Where it is earned income that is likely to take the individual into the £100,000 – £125,000 bracket they could consider reducing this by adopting one or both of the following strategies: starting, or increasing, the payment of regular monthly individual pension contributions, and topping up at the end of the tax year if required; or starting, or increasing, monthly regular pension contributions via a salary sacrifice arrangement, and topping up at the end of the tax year if required; or making charitable donations qualifying for gift aid.
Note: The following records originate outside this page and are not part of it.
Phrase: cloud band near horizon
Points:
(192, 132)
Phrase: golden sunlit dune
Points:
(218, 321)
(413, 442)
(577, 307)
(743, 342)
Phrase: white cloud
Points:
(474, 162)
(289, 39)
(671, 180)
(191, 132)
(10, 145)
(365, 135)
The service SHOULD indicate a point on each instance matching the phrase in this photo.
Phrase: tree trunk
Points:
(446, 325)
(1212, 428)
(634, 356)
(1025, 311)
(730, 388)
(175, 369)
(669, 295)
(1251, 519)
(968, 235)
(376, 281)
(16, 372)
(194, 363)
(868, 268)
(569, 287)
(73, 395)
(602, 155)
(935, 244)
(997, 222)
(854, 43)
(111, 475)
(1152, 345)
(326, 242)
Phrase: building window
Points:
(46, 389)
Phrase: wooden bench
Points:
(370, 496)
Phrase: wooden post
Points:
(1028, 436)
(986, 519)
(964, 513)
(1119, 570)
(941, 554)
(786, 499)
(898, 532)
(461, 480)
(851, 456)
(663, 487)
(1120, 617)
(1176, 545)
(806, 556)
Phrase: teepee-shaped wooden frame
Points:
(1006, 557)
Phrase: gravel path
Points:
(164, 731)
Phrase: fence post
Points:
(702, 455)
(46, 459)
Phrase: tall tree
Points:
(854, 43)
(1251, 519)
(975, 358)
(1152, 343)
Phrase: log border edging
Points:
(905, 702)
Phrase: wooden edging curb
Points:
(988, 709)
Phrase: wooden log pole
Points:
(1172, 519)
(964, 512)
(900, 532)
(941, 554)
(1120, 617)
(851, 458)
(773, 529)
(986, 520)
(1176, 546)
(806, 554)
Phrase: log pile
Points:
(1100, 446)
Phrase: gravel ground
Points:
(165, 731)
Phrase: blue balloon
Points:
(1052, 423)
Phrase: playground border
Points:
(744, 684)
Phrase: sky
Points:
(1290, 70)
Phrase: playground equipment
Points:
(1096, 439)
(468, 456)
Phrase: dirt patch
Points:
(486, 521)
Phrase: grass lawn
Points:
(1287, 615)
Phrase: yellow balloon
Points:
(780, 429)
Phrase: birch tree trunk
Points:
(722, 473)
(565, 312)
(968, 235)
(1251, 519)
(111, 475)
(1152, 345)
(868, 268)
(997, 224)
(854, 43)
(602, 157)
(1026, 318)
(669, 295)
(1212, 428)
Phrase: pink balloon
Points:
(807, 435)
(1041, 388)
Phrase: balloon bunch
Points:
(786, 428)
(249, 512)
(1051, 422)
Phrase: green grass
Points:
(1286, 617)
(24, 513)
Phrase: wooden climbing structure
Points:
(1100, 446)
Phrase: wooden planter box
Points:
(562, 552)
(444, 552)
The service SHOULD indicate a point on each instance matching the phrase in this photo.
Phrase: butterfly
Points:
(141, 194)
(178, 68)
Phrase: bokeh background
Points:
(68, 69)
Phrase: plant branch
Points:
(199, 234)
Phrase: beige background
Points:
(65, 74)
The effective rate of tax in the £100,000 – £125,000 band of earned income is 60%. It may therefore be possible to obtain 60% tax relief on some pension contributions and charitable donations; even more with the National Insurance saving potentially available under a pension contribution via a salary sacrifice arrangement.
It’s also useful to note that a taxpayer may treat a gift aid donation made in the tax year ended 5 April 2020 (up to the date their tax return for 2018/19 is submitted) as paid in 2018/19, provided that their 2018/19 tax return is submitted to HMRC by the appropriate filing date (i.e. normally by 31 January 2020).
The 60% tax saving is based on:
20% basic rate tax relief at source on the pension contribution and / or gift aid payment;
20% higher rate tax relief on the pension contribution and / or gift aid payment through self-assessment;
20% reduction in income tax achieved through the return of the personal allowance.

The same result can also be achieved where a gross pension contribution reduces taxable income, e.g. an occupational pension contribution deducted from salary before tax, or an AVC to an occupational pension scheme. The 60% tax saving is based on tax relief being given at 40% under PAYE or through self-assessment, plus 20% from the reduction in income tax achieved through the return of the personal allowance.
By using salary exchange, it’s possible to save nearly 67%, provided the employer passes the savings they’ve made in reduced National Insurance (NI) contributions on to the employee, by making a higher pension contribution.